The equation of motion of the body has the form s = 20t-0.4t ^ 2 1) determine how many seconds from

The equation of motion of the body has the form s = 20t-0.4t ^ 2 1) determine how many seconds from the starting point the body will stop? 2) the module of acceleration “a” with which the body moves?

Given:

s (t) = 20 * t – 0.4 * t ^ 2 – the equation of motion of a body.

It is required to determine t (second) – the time interval after which the body will stop, as well as a (m / s2) – the body’s acceleration.

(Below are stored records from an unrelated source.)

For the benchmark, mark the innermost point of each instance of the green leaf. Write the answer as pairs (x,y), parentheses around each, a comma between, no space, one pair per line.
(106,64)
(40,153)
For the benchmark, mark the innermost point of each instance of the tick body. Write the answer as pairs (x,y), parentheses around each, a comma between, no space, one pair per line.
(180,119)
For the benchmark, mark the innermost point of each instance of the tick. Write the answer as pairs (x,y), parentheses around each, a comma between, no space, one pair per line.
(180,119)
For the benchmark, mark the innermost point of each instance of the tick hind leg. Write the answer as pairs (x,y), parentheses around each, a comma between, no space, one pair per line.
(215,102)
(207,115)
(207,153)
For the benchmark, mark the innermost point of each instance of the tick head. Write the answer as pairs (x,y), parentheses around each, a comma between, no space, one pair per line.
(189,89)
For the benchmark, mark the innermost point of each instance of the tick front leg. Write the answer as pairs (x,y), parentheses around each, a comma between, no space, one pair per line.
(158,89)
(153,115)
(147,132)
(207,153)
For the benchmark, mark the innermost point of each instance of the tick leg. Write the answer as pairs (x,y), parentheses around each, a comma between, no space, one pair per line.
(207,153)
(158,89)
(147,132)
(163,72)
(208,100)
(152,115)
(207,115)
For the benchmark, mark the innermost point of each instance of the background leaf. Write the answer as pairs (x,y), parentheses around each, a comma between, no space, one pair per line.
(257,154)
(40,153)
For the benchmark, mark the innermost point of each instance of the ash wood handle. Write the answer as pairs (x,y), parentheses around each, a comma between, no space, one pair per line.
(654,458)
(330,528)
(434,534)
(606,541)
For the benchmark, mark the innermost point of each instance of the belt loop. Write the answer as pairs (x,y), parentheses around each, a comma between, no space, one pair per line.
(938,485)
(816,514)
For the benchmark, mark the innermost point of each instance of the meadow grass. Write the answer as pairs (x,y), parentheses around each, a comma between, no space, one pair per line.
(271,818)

Let us find the equation of the body’s velocity by fulfilling the first-degree derivative of the equation of motion:

v (t) = s (t) ’= (20 * t – 0.4 * t ^ 2)’ = 20 – 0.8 * t.

When the body stops, its speed will be zero. Based on this, we get:

20 – 0.8 * t = 0;

20 = 0.8 * t;

t = 20 / 0.8 = 200/8 = 25 seconds.

Let us find the acceleration of the body by fulfilling the derivative of the velocity equation:

a = v (t) ’= (20 – 0.8 * t) = -0.8 m / s2, | a | = | -0.8 | = 0.8 m / s2.

Answer: the body will stop 25 seconds after the start of movement, the body’s acceleration modulus is 0.8 m / s2.